Motile topological defects hinder dynamical arrest in dense liquids of active ellipsoids

TL;DR

This study investigates how motile topological defects in dense active ellipsoid liquids influence their glassy dynamics, revealing that high activity levels cause intermittent jamming and unjamming behaviors.

Contribution

It uncovers the role of motile topological defects in active ellipsoid liquids and their impact on dynamical arrest at high densities.

Findings

Motile topological defects hinder dynamical arrest in dense active liquids.

High activity induces intermittent jamming and unjamming of defects.

Reentrant dynamics observed in both translational and orientational degrees of freedom.

Abstract

Recent numerical studies have identified the persistence time of active motion as a critical parameter governing glassy dynamics in dense active matter. Here we studied dynamics in liquids of granular active ellipsoids with tunable persistence and velocity.
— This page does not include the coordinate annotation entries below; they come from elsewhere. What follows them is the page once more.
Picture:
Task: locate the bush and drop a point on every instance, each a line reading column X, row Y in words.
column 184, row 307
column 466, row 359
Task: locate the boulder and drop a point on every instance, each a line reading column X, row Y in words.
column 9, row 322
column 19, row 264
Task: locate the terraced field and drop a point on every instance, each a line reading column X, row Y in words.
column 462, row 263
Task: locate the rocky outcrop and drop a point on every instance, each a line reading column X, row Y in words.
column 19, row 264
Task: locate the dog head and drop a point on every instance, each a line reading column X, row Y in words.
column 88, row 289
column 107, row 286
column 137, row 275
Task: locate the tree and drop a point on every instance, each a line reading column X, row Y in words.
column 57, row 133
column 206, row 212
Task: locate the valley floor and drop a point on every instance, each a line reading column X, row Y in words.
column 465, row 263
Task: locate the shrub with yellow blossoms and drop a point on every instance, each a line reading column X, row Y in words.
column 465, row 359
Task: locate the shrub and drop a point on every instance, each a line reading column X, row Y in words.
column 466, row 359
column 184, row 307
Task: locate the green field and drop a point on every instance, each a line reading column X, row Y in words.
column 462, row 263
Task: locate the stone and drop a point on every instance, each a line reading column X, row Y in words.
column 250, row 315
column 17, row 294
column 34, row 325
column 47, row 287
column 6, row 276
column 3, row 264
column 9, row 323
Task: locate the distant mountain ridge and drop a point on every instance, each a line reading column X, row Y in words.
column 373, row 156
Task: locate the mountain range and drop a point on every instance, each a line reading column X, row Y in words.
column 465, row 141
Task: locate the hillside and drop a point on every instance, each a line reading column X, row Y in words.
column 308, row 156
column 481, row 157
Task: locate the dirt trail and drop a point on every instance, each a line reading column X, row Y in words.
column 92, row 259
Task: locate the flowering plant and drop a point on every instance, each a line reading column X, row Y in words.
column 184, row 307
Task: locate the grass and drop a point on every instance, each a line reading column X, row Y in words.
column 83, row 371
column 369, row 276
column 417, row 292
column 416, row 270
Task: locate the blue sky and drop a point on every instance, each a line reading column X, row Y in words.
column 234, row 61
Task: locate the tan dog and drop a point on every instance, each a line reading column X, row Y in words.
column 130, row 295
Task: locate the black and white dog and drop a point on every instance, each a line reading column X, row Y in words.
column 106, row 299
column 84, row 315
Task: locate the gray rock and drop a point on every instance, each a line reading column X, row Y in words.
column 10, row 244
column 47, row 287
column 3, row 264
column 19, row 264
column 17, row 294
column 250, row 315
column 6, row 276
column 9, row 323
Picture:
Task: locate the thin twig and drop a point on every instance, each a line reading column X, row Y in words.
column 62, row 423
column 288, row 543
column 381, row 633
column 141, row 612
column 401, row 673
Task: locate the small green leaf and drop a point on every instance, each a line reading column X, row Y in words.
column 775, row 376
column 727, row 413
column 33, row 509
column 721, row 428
We show that increasing the persistence time at moderate supercooling is equivalent to increasing the strength of attraction in equilibrium liquids and results in reentrant dynamics not just in the translational degrees of freedom, as anticipated, but also in the orientational ones. However, at high densities, motile topological defects, unique to active liquids of elongated particles, hindered dynamical arrest. Most remarkably, for the highest activity, we observed intermittent dynamics due to the jamming-unjamming of these defects for the first time.